Climate emergency base to open in Camden

Bringing climate action to the community is a step in the right direction. Here's how Camden take the lead.

An empty café in Kentish Town is set to re-open – as a community action base to tackle the climate emergency.

Camden Council has joined forces with green groups to convert the former Flapjacks cafe in Kentish Town Road into a community space focusing on workshops to help people understand – and work to tackle – the issues of climate breakdown.

On Saturday, the space will open for a series of workshops including making pallet-crate furniture and decorating – and begin a six-week trial next week.

Organiser Debbie Bourne told the New Journal the cafe would give people a platform to share ideas and work on projects.

If it’s a success, the Town Hall could roll the idea out across the borough, using empty shops on other high streets.

Ms Bourne said: “It is a space for unleashing collective imaginations to come up with new ideas to help tackle the climate emergency.”

Groups including Transition Town teams, Climate Emergency Camden, Extinction Rebellion, Friends of the Earth and Camden Fair Trade will help run the space. Among the events, the shop will host a “Nothing New November” clothes swap, and host a Saturday night meal created from surplus vegetables from a box scheme.

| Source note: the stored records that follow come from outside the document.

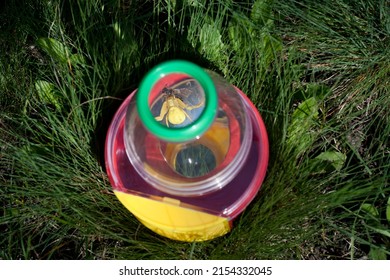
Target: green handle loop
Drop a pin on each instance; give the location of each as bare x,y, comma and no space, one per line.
191,131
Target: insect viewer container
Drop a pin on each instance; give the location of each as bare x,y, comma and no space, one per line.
186,152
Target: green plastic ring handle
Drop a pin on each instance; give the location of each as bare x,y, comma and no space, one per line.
191,131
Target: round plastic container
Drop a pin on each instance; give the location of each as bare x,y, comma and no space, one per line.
187,152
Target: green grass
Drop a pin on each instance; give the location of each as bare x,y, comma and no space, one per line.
317,72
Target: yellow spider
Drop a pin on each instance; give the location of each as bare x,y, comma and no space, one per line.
173,108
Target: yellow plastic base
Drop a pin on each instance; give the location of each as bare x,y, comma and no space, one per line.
167,218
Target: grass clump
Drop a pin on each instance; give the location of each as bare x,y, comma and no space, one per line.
317,72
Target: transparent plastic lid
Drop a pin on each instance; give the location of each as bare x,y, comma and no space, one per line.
185,136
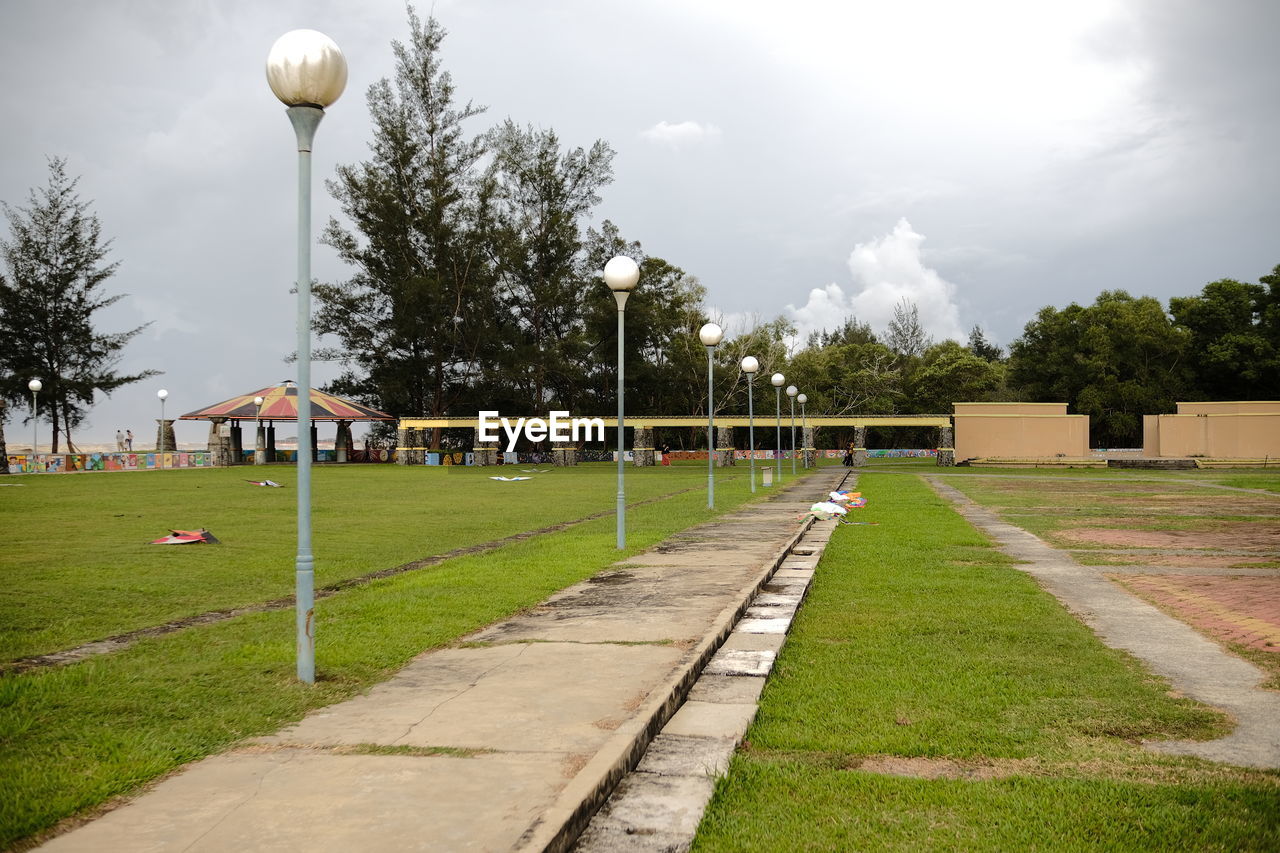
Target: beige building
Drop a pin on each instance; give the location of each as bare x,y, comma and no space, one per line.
1019,430
1239,429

Ms Bourne added: “It’s a great way to also re-visualise our high streets, to get them to be places where people go to connect and swap ideas, not just to shop.”

The council has not issued the group with a lease, but say it follows on from recommendations made by the Camden Citizen Assembly, focusing on improving information about the climate crisis and offering practical space for people to learn more and take part.

Environment chief Labour councillor Adam Harrison said: “This gives us the opportunity to take on one of the Camden Climate Assembly’s recommendations – to mobilise community groups and bring people together.”

He said that because it was a shopfront on a busy street, he hoped ­people would be encouraged to drop in and learn more.

“We will look at how it works over the next six weeks, and hopefully it can spread out across the borough,” said Cllr Harrison.

Flapjacks, which had been open at the site for 20 years, has moved to Greenwood Place.